Livie glanced up the road, wishing Charlie would appear over the rise in his truck. He would know exactly how to move this dog without hurting him more. “We have to get him into town to the vet.”
“I know, but he won’t fit in my car.” The woman looked at the Mini Cooper.
“We’ll put him in mine.”
“Oh, no, I can’t ask you to do that. He’s bleeding.”
Livie stood up. “I don’t mind.” She opened the hatch, took out the blanket she ordinarily used as a liner underneath the plants she ferried to her landscape jobs and brought it back to where Razz lay. The woman was bent over him now, murmuring near his ear, things like, “My poochie boy,” and, “My silly willy boy,” and she sounded ridiculous and so tender that Livie’s throat closed. Her heart fluttered. Please, please let us get him into the car and into town without killing him. . . .
“We’ll make a sling?” The woman looked from the blanket to Livie to be sure they were thinking alike.
“If he’ll let us,” Livie said. “Sometimes they snap when they’re hurt.”
“He’s such a big baby, I don’t think he will. I’m Nancy McKesson, by the way.” The woman stood up, offering her hand.
“Olivia Saunders, Livie.” In Livie’s grasp, Nancy’s hand felt as unpampered as Livie’s own.
They knelt beside Razz again and gently shifted him onto the blanket. He offered no resistance other than to whimper.
“See, he’s just a c--cream puff.” Nancy’s voice broke. She set her teeth together and pushed her palms down her thighs. “What kind of person does this? Just hits an animal and drives away? How could you sleep nights?”
Livie shook her head; she didn’t want to think about it. “If anyone can fix him, Doc Forney can.”
“He’s the local vet? I’m--I’m not familiar. We only moved here two weeks ago from Colorado.”

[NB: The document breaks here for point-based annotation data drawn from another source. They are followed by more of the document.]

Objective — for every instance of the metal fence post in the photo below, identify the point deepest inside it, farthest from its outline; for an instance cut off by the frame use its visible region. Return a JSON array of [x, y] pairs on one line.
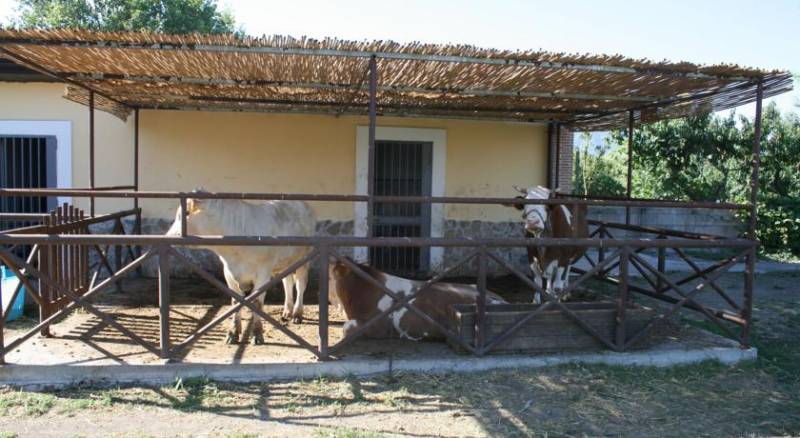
[[480, 321], [163, 300], [622, 297], [323, 301]]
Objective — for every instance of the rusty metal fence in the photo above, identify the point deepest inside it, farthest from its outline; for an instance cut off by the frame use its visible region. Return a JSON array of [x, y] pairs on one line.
[[611, 261]]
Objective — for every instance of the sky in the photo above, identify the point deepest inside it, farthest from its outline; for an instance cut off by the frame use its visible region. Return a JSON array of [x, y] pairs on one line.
[[746, 32]]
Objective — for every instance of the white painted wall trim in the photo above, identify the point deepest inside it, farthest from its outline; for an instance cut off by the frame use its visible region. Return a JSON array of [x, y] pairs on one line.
[[62, 131], [439, 139]]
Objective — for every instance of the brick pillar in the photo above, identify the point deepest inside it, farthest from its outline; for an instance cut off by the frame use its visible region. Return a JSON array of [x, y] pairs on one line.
[[560, 177]]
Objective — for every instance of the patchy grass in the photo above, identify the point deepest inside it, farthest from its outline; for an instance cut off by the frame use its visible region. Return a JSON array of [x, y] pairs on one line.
[[341, 432], [757, 398]]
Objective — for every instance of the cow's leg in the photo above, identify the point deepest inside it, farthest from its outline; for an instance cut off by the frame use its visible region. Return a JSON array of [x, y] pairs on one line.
[[258, 324], [558, 281], [539, 280], [301, 277], [565, 280], [288, 298], [550, 277], [235, 329]]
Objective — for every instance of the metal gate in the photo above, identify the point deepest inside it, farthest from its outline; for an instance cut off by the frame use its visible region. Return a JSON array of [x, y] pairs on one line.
[[402, 169], [26, 162]]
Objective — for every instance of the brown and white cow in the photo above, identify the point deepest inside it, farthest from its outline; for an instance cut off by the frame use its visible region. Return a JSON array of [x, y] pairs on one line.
[[248, 267], [361, 301], [552, 264]]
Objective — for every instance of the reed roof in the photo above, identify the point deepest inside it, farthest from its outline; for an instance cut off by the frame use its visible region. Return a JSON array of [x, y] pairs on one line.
[[284, 74]]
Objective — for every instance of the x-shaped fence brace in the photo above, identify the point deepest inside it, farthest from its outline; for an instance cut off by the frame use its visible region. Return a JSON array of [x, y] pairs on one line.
[[687, 297], [248, 301], [25, 271]]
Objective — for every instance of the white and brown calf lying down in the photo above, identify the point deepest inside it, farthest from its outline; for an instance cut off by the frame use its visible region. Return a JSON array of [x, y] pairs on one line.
[[361, 301]]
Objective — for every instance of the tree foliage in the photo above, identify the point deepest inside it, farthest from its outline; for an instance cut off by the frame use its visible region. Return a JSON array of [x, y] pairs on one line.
[[164, 16], [598, 170], [709, 158]]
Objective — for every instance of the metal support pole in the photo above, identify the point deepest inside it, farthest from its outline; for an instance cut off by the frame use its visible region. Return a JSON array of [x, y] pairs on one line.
[[91, 150], [324, 252], [622, 298], [480, 321], [163, 300], [373, 111], [629, 176]]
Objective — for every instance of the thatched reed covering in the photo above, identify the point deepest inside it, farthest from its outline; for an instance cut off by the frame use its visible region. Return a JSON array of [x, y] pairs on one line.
[[285, 74]]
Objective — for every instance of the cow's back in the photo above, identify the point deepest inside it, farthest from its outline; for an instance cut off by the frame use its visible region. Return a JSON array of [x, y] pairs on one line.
[[261, 218], [264, 218]]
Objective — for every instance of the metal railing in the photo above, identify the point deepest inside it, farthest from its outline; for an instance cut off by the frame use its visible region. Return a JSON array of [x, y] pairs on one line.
[[620, 254]]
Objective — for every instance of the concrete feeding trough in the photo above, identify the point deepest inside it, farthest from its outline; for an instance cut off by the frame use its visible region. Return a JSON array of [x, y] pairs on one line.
[[551, 330]]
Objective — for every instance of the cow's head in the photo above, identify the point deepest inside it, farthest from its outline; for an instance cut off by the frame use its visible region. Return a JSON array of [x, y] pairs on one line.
[[197, 218], [534, 216]]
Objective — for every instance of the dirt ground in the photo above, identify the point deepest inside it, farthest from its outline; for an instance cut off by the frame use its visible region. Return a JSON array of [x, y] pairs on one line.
[[708, 399]]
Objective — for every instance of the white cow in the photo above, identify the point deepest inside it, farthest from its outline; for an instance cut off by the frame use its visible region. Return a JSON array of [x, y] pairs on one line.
[[249, 267]]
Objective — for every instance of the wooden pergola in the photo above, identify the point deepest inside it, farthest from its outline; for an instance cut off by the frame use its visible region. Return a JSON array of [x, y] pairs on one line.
[[126, 72]]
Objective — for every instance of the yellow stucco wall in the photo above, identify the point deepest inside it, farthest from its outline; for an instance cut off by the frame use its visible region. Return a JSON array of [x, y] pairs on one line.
[[226, 151]]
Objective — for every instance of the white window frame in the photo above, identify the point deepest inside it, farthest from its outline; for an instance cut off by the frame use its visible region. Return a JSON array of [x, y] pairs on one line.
[[62, 131], [439, 139]]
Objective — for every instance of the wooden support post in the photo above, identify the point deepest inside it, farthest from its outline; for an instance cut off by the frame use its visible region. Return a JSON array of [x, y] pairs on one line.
[[136, 156], [183, 217], [629, 176], [3, 328], [756, 163], [622, 297], [750, 274], [373, 111], [137, 224], [480, 321], [324, 252], [163, 300], [91, 151], [747, 305], [662, 266], [558, 157]]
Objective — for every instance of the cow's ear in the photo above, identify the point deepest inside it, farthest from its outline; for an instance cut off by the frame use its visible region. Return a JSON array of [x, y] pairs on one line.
[[517, 205], [340, 269], [193, 205]]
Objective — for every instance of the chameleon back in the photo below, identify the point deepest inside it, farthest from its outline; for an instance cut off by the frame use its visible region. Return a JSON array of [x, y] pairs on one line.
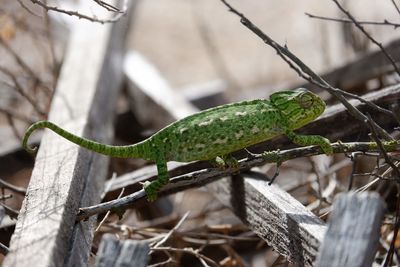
[[219, 131], [225, 129]]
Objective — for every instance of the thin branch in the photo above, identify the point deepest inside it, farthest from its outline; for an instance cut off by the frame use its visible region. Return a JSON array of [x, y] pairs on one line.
[[396, 6], [107, 6], [176, 227], [381, 148], [361, 22], [21, 91], [361, 28], [303, 70], [108, 212], [4, 249], [204, 176], [190, 251], [83, 16]]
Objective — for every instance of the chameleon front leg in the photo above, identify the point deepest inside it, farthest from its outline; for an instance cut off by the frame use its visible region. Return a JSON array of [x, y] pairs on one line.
[[225, 161], [151, 188], [308, 140]]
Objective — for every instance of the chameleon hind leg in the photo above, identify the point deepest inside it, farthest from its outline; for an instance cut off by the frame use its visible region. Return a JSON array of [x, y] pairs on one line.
[[225, 161], [308, 140], [151, 188]]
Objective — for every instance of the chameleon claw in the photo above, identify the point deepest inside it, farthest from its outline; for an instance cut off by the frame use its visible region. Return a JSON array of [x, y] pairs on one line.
[[31, 150]]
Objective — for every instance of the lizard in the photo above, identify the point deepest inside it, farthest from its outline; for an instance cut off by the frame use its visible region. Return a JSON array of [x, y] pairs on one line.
[[213, 133]]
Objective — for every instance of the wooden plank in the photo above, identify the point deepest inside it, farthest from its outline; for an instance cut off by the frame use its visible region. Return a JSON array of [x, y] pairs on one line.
[[147, 88], [352, 237], [274, 215], [66, 176], [334, 116], [269, 211], [122, 253]]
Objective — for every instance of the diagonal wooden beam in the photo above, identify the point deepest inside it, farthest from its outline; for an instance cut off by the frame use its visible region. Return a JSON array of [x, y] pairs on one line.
[[67, 176]]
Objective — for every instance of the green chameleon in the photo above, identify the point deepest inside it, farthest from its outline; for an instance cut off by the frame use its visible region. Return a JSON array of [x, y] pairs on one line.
[[214, 133]]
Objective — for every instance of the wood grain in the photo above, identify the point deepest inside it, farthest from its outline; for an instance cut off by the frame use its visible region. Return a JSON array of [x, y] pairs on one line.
[[66, 176], [122, 253], [353, 233]]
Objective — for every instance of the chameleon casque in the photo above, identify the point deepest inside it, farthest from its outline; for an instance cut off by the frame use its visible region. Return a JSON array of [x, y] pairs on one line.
[[215, 132]]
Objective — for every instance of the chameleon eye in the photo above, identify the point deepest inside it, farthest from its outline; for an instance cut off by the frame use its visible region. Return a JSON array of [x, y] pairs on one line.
[[306, 100]]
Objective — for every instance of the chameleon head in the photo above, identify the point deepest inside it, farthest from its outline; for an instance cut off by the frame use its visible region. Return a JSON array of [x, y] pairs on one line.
[[299, 106]]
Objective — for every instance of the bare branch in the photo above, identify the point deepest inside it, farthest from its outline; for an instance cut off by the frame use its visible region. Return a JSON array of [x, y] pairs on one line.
[[120, 13], [361, 22], [361, 28], [303, 70], [201, 177]]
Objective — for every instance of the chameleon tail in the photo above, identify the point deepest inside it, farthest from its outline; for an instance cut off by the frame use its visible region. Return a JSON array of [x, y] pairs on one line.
[[135, 151]]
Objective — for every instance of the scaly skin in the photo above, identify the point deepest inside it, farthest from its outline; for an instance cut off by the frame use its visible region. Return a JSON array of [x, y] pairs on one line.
[[214, 132]]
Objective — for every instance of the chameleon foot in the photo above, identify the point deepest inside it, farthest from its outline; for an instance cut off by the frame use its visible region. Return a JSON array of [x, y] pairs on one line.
[[226, 161], [250, 154]]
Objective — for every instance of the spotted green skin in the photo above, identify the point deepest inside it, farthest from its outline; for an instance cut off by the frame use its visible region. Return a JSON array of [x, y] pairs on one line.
[[214, 132]]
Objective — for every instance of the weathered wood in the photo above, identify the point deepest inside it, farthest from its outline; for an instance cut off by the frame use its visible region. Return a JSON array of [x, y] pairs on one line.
[[67, 176], [147, 88], [334, 116], [352, 237], [122, 253], [272, 213]]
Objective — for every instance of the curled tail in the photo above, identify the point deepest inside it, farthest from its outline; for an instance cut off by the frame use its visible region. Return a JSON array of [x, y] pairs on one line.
[[138, 150]]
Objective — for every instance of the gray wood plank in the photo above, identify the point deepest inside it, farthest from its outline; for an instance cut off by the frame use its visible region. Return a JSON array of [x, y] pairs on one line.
[[66, 176], [122, 253], [269, 211], [274, 215], [352, 237]]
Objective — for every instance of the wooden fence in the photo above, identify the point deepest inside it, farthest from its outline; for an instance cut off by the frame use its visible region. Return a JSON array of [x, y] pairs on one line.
[[66, 177]]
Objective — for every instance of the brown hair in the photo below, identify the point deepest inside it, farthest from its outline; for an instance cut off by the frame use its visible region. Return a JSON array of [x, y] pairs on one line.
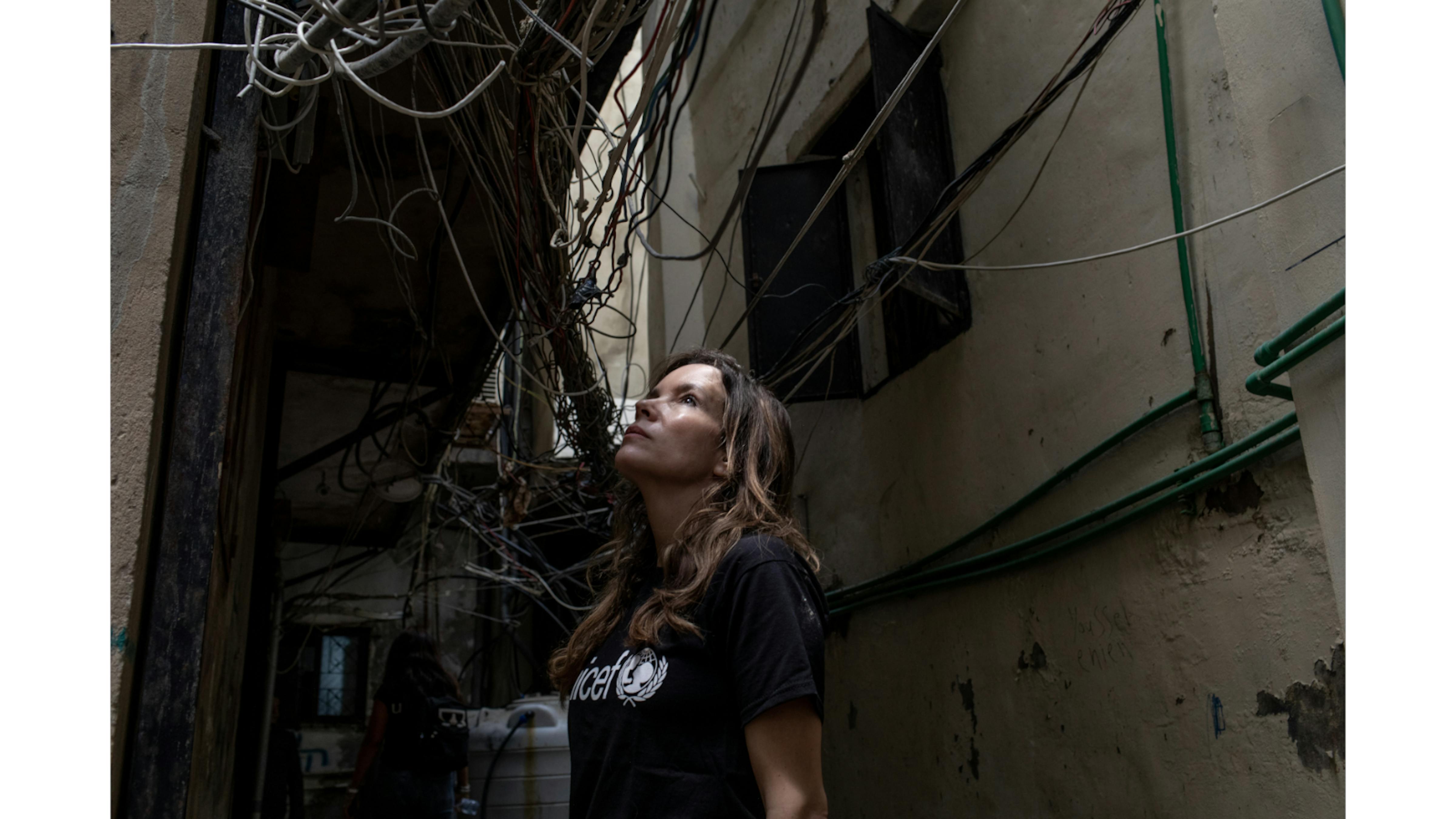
[[755, 497]]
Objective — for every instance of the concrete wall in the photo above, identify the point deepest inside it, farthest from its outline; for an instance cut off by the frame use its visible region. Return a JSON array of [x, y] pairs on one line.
[[375, 598], [1125, 678], [155, 116]]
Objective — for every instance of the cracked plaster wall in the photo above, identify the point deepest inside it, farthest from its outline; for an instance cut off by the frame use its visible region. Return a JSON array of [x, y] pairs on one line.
[[157, 106], [1123, 678]]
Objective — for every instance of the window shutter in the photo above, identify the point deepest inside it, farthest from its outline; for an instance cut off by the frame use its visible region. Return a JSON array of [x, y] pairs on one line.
[[785, 320], [929, 308]]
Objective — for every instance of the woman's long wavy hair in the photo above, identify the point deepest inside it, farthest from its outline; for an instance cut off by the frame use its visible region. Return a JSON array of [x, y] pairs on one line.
[[414, 665], [755, 497]]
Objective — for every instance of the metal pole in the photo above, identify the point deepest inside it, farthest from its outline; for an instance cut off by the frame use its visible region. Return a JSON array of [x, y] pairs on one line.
[[268, 691]]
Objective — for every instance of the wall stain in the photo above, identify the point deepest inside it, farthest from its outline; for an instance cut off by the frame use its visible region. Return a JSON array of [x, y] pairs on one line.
[[1317, 713], [1235, 497], [1037, 661], [969, 700]]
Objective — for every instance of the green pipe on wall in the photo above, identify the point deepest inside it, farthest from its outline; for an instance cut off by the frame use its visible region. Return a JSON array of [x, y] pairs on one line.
[[1336, 19], [1262, 383], [1208, 419], [1030, 497], [1231, 467], [1269, 352], [1183, 476]]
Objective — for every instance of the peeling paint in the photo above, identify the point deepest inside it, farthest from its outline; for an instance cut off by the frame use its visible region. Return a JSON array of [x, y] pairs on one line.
[[1317, 713], [1037, 661]]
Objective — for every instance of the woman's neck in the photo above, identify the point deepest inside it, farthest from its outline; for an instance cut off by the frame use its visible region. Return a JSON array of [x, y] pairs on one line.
[[667, 508]]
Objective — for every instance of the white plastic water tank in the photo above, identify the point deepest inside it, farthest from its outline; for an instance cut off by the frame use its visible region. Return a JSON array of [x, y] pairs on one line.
[[532, 779]]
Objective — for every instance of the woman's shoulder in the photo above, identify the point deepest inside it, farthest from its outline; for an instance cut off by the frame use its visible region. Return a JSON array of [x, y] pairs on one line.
[[755, 550]]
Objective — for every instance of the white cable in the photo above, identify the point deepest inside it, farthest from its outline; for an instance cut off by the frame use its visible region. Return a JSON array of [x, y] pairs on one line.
[[1110, 254], [190, 46], [343, 65]]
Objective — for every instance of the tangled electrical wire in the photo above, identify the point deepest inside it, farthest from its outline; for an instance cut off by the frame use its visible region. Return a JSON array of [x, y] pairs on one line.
[[547, 139]]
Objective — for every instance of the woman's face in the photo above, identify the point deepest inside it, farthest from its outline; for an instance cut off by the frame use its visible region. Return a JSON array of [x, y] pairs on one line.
[[678, 436]]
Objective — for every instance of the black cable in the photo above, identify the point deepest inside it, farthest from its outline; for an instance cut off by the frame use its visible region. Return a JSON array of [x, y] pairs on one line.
[[485, 789]]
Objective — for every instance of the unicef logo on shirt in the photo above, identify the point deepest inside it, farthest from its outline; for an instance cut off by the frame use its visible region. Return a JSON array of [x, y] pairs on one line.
[[641, 677]]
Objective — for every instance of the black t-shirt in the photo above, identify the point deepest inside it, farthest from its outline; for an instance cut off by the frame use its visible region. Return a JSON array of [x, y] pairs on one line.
[[398, 728], [657, 732]]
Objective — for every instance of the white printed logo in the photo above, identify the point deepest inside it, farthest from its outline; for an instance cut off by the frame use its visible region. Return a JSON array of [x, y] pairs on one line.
[[637, 677], [641, 677]]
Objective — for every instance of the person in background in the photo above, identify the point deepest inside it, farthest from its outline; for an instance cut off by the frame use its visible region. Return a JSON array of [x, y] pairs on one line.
[[696, 682], [419, 776]]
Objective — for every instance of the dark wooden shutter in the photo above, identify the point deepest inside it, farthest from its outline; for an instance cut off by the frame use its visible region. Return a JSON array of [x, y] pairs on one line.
[[819, 273], [929, 308]]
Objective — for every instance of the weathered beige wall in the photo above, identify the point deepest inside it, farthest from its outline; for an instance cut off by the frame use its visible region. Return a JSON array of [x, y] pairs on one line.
[[1085, 684], [157, 107]]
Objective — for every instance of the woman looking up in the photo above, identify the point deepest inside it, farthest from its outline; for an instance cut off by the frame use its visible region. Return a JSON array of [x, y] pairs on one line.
[[696, 682]]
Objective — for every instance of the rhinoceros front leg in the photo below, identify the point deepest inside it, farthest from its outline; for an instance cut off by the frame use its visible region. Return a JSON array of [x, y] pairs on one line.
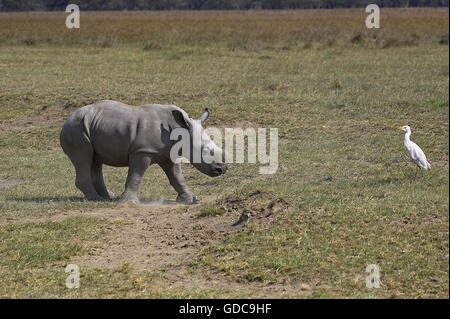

“Ah. I thought you were new to the neighborhood. You bought the Bennett place.”
“We’re neighbors sort of. I have the ten acres on the other side of Charlie Wister.”
“Oh, his place is next door to mine, right?”
“Uh-huh. You ready?”
Together they lifted Razz’s weight between them, sidestepped to the car and managed to slide him inside. They waited to see his chest rise and fall and shared a look. It wasn’t exactly triumph that passed between them, but some paler shade of hope. Livie closed the hatch carefully. She found her keys and inserted them into the ignition. She was trembling; she couldn’t help it. But so was Nancy. From the effort and the anxiety, the sheer will to keep this dog alive.
Livie eased onto the road, wincing at every bump, fighting a renewed urge to floor the accelerator.
Nancy talked about the move from Colorado, describing it as difficult. The animals had all been spooked. “Charlie helped me corral one of the horses last week,” she said. She propped her elbow on the window ledge, rested her forehead in her hand. “I knew better than to leave the gate open. I knew Razz would run. It’s my fault he was hit.”
“Don’t blame yourself.” Livie offered the bit of advice automatically.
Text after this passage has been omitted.